We have a Coyote payloader at work that we are having some trouble with. The problem is the alternator, it's not working. Now this has a 24 volt system and the alternator is your standard GM automotive alternator with internal regulator. I don't know if someone put that on there or if it is original equipment. The loader was made in Germany. 

I have never messed with a 24 volt system before, but this is what I've found. The alternator is wired up to the cable that connects the two batteries, so it's feeding to the positive side of one battery and the negative side of the other. When I first looked at it, it was only connected to the terminal on the back of the alternator. There was nothing plugged into the side of the alternator. So I made a short wire and jumped from the terminal on the side to the one on the back. This appeared to work for a while. When I put my voltmeter on the batteries, I had 13.5 on each. The next day it wasn't working and I discovered the regulator in the alternator had melted. Also when I hooked it up I wasn't sure which of the two side terminals went where. Well I guessed wrong and connected to the side that normally goes to a gauge. 

So, did the regulator melt because I chose the wrong terminal to hook to? Or did it melt because it's a 24 volt system? Can you charge the batteries the way this is trying to do, one through the positive side and the other the negative? If I put on a new alternator and wire it properly this time, will it work?
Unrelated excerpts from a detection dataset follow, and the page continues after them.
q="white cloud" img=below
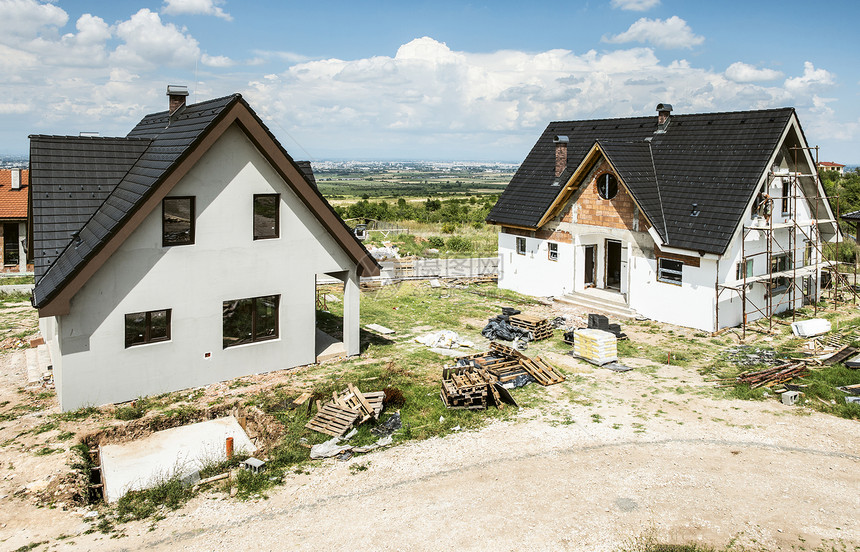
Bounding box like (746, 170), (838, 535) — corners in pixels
(161, 0), (233, 21)
(0, 0), (69, 44)
(111, 8), (200, 68)
(603, 15), (705, 48)
(200, 54), (236, 67)
(612, 0), (660, 11)
(726, 61), (783, 82)
(785, 61), (835, 94)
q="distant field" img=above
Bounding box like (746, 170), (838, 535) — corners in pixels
(314, 168), (513, 200)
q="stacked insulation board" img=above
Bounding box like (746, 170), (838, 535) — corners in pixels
(573, 328), (618, 366)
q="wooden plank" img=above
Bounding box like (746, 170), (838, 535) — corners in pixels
(347, 383), (376, 417)
(289, 391), (314, 410)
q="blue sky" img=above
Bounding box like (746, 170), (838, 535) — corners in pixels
(0, 0), (860, 164)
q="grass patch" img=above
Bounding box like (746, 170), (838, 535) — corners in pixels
(114, 477), (193, 520)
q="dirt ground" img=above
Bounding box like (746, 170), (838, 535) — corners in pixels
(0, 324), (860, 550)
Or do we need a 24 volt alternator?


----------



## aguysmiley (Jul 2, 2004)

Any ideas? We have no manual for this loader and I'm not having luck on the net.


----------



## bear (Oct 20, 2003)

i'm pretty sure you'll need a 24 volt alternator


----------



## Ernie (Mar 18, 2004)

Your batteries are in series which gives you 24 volts.. as Bear stated I belive that you need a 24 volt alt to charge properly w/out smoking the reg or the alt.


----------



## Michael (Sep 16, 2003)

It been 30 years since I worked on any 24 volt equipment and I have to agree that you do need a 24 volt alternator. I would be checking the heavy equipment dealers to see what they would reccommend. I really cannot remember much but if I remember correctly you might be helped with OshKosh, They used to make snow removal eqipment for the Air Force and those hunks were all 24 volt.


----------



## aguysmiley (Jul 2, 2004)

Thanks for the advice guys. I kinda figured we would need a different alternator. They tell me they have one in the shop somewhere, but it's missing a pulley.


----------